Crónicas

Uma semana sem história

Não me via como a minha mãe, uma senhora de meia idade, com o cabelo a embranquecer, à roda de problemas sem interesse, a repetir frases como “vida é mais larga que comprida” ou a lamentar não ter uma filha prestável, que lavasse a loiça e passasse menos tempo a pensar na “morte da bezerra”.

Foi assim uma semana igual às outras, daquelas sem história e em que o acontecimento mais extraordinário foi abrir o frigorífico, perceber que não havia leite e fazer um pequeno almoço de improviso com aquela certeza na cabeça: não há maneira de me organizar como deve ser. Todos dias falham coisas. Umas vezes é a roupa que se acumula dentro do cesto; no dia seguinte reparo que o tubo da pasta de dentes está quase no fim e que passou o prazo para pagar a conta da água num contínuo de assuntos por resolver.

Acho que é a isto que se chama rotina, aquela de que ninguém gosta, não se sonha com isto. Eu não sonhei e lembro-me de pensar o futuro como algo glorioso, com viagens pelo mundo, um apartamento em espaço aberto e um jipe na garagem. A minha vida seria muito, mas muito diferente da que a minha mãe tinha na nossa casa do Laranjal, sempre a queixar-se do muito que havia para fazer. As compras, as contas, o almoço, a roupa e a casa onde só aos domingos havia ordem e uma jarra com flores na mesa do quarto de engomar.

O meu futuro não teria problemas rotineiros, aborrecidos. Aos 14 anos, que foi a idade em que comecei a quer ser dona na minha vida, o frigorífico era capaz de encher por magia, sem necessidade de ir ao supermercado e não seria preciso arrumar a casa. Só teria a parte boa como escalar os Himalaias e atravessar o Saara, que me pareciam tão simples como ter um jipe e um apartamento numa antiga fábrica, com janelas grandes como tinha visto numa revista. Nos sonhos estamos todos destinados a profissões aliciantes, a ser ricos, bonitos e felizes.

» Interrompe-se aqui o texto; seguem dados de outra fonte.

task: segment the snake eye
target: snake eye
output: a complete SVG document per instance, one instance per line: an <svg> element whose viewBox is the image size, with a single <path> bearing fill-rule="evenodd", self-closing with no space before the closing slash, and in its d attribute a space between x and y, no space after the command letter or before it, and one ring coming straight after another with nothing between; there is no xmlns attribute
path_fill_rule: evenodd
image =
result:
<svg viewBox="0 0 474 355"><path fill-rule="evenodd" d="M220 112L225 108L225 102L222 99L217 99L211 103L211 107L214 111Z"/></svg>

Não me via como a minha mãe, uma senhora de meia idade, com o cabelo a embranquecer, à roda de problemas sem interesse, a repetir frases como “vida é mais larga que comprida” ou a lamentar não ter uma filha prestável, que lavasse a loiça e passasse menos tempo a pensar na “morte da bezerra”. O que me pareciam delírios, já que eu não pensava na morte na bezerra, mas em mim, alta, esguia e rica, assim aos 25 anos, a conduzir um jipe, parecia que dava mais estilo do que um Renault Cinco.

Não foram necessários muitos anos para perceber que a vida tem mais de rotina do que de extraordinário e que a maioria de nós é normal, tem existências normais, preocupa-se com problemas menores como ir ao supermercado, pagar as contas, ver jogo de futebol, seguir uma série na televisão, conviver com os amigos, trabalhar durante a semana e descansar ao sábado e ao domingo, cuidar dos filhos, dos pais e, com sorte, tirar um tempo para espairecer, para andar e ver o mar. E saber que as semanas boas são mesmo as que não têm história.